Climate Change

Climate Extremes and Maternal Well-Being: Lessons from Tamil Nadu, South India

As heatwaves intensify and rainfall patterns shift, the effects of climate change in South Asia are no longer confined to the environment; they’re reshaping lives in deeply personal ways. A new India Development Review article, “In Tamil Nadu, Climate Extremes Are Reshaping Maternal Well-being,” by Mittal Institute Associate Dr. Saravanan Thangarajan explores how these environmental stresses are affecting maternal mental health across India. The research, supported by the Mittal Institute and building upon collaborations from Harvard Medical School and the Harvard T.H. Chan School of Public Health, offers insights into the intersection of climate, health, and gender.

Dr. Thangarajan, a Visiting Scientist at the Harvard T.H. Chan School of Public Health and Ariadne Labs, Brigham and Women’s Hospital, gave us an introduction to his article and shared some images from his fieldwork in Tamil Nadu.

In Tamil Nadu, South India long summers, tin-roofed homes radiate heat long after sunset. Inside, mothers balance childcare, work, and exhaustion as temperatures rise beyond the limits of breathable air. These quiet, persistent challenges often remain outside the frame of climate adaptation debates, yet they reveal a critical intersection between environmental stress and caregiving, one that resonates far beyond South Asia.

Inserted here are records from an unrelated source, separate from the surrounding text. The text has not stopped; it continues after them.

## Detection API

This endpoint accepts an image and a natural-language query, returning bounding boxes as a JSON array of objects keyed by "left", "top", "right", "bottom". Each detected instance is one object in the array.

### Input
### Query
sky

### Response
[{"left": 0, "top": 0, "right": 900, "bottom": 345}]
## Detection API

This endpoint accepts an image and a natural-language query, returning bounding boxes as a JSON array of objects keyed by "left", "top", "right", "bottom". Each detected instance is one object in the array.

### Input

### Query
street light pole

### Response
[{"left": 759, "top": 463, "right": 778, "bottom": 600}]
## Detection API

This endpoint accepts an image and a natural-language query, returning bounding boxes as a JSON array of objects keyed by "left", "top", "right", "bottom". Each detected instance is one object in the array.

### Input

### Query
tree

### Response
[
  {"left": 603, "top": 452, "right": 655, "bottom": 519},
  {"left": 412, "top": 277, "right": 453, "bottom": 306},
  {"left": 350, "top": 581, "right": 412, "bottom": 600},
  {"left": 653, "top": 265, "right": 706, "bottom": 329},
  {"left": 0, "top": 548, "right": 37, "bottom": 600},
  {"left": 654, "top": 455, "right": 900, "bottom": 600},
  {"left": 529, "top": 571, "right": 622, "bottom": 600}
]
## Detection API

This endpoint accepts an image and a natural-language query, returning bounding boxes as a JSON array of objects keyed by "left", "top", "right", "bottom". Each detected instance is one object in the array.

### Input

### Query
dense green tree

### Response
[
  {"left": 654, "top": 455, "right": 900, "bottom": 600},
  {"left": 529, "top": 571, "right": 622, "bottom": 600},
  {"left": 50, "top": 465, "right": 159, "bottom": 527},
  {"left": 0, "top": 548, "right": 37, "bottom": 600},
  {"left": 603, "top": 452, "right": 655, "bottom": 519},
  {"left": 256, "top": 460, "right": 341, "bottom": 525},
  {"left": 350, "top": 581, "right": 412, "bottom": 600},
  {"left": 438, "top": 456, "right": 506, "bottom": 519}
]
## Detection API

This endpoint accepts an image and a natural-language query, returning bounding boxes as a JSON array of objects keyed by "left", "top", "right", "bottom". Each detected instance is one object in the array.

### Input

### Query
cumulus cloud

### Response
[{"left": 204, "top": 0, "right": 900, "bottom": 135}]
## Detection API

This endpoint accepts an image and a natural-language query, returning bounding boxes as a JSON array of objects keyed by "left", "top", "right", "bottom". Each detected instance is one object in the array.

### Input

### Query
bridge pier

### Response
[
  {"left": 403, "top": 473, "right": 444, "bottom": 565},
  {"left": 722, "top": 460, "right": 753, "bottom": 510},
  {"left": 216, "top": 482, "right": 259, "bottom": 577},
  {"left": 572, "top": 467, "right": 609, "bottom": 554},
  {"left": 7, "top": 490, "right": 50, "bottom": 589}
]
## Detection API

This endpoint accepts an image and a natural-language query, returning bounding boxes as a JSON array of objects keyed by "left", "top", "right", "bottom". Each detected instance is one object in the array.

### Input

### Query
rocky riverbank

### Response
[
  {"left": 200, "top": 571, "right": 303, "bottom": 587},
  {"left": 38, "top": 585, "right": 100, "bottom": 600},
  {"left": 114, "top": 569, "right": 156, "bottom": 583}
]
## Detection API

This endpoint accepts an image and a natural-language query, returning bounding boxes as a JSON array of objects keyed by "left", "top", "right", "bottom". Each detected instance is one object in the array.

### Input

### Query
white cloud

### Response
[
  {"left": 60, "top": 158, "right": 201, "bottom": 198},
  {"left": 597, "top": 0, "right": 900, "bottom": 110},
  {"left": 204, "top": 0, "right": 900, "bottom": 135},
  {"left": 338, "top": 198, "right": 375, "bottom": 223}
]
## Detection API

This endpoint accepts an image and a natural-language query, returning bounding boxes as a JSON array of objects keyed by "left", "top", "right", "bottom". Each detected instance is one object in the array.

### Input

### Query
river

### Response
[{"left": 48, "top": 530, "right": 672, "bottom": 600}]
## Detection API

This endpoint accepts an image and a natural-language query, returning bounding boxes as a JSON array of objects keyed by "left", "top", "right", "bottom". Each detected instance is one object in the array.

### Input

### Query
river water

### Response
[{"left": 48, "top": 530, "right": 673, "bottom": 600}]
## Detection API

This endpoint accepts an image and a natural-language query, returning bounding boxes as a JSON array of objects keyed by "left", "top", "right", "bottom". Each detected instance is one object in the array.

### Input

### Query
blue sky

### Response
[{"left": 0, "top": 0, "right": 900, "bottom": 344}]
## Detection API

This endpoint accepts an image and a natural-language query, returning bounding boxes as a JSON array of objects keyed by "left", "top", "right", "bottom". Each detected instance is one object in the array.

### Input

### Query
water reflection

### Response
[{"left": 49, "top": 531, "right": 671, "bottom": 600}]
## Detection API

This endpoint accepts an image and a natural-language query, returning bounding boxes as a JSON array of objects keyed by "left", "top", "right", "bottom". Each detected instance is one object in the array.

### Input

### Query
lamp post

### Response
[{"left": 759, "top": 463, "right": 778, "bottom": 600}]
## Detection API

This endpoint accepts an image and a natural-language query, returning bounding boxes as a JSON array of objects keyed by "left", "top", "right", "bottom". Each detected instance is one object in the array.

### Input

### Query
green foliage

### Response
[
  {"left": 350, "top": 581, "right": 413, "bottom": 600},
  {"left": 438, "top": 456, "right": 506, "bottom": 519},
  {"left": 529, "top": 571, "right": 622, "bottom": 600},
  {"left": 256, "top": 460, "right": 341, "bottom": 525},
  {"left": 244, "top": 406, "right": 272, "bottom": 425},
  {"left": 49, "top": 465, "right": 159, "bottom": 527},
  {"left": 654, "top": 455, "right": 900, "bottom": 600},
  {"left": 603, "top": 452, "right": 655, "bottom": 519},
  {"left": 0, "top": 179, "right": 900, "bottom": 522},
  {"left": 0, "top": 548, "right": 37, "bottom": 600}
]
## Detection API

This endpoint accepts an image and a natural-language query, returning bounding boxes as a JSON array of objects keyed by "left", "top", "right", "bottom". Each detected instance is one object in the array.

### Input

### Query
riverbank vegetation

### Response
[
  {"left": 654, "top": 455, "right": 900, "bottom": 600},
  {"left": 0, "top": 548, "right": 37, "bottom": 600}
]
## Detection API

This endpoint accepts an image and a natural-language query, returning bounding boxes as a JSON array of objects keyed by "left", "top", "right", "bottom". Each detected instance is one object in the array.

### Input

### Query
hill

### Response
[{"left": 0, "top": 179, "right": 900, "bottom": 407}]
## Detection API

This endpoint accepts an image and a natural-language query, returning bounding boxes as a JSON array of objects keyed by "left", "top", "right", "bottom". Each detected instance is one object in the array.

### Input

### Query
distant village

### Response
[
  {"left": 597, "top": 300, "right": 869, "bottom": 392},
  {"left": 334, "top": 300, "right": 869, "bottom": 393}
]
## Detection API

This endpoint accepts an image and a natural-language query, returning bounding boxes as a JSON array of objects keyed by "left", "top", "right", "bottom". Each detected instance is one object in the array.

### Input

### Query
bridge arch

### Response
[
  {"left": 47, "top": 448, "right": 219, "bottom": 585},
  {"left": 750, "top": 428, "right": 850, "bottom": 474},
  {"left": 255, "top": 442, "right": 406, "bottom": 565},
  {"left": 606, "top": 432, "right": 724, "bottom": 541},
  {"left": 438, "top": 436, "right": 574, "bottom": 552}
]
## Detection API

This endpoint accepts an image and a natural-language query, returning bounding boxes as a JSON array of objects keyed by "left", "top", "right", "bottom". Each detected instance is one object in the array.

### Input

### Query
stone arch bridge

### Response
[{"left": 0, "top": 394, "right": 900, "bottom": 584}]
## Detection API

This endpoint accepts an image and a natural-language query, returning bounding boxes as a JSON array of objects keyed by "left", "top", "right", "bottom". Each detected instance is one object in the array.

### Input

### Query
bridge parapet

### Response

This research, conducted across all 38 districts of Tamil Nadu in collaboration with Harvard Medical School and the Harvard T.H. Chan School of Public Health, and supported by the Lakshmi Mittal and Family South Asia Institute and the Harvard Kennedy School, explores how rising heat and air pollution influence maternal mental health. Nearly two-thirds of mothers surveyed experienced mild to moderate depressive symptoms, with the highest burden among caregivers of children with disabilities, where social stigma, economic strain, and environmental exposure coincide. While rooted in India’s context, these patterns mirror a broader global reality in which women and caregivers in resource-constrained settings face disproportionate climate-related stress.

Amid these pressures, women continue to adapt with remarkable ingenuity, from local coordination networks to culturally rooted cooling practices that protect infants and sustain well-being. These findings emphasize the importance of strengthening low-cost, context-appropriate interventions, training health workers in climate-responsive care, and co-designing adaptation systems that center mothers as agents of resilience. This work contributes to the Mittal Institute’s broader effort to illuminate climate-linked vulnerabilities across South Asia and deepen global understanding of maternal and child well-being as indicators of equity and resilience in a warming world.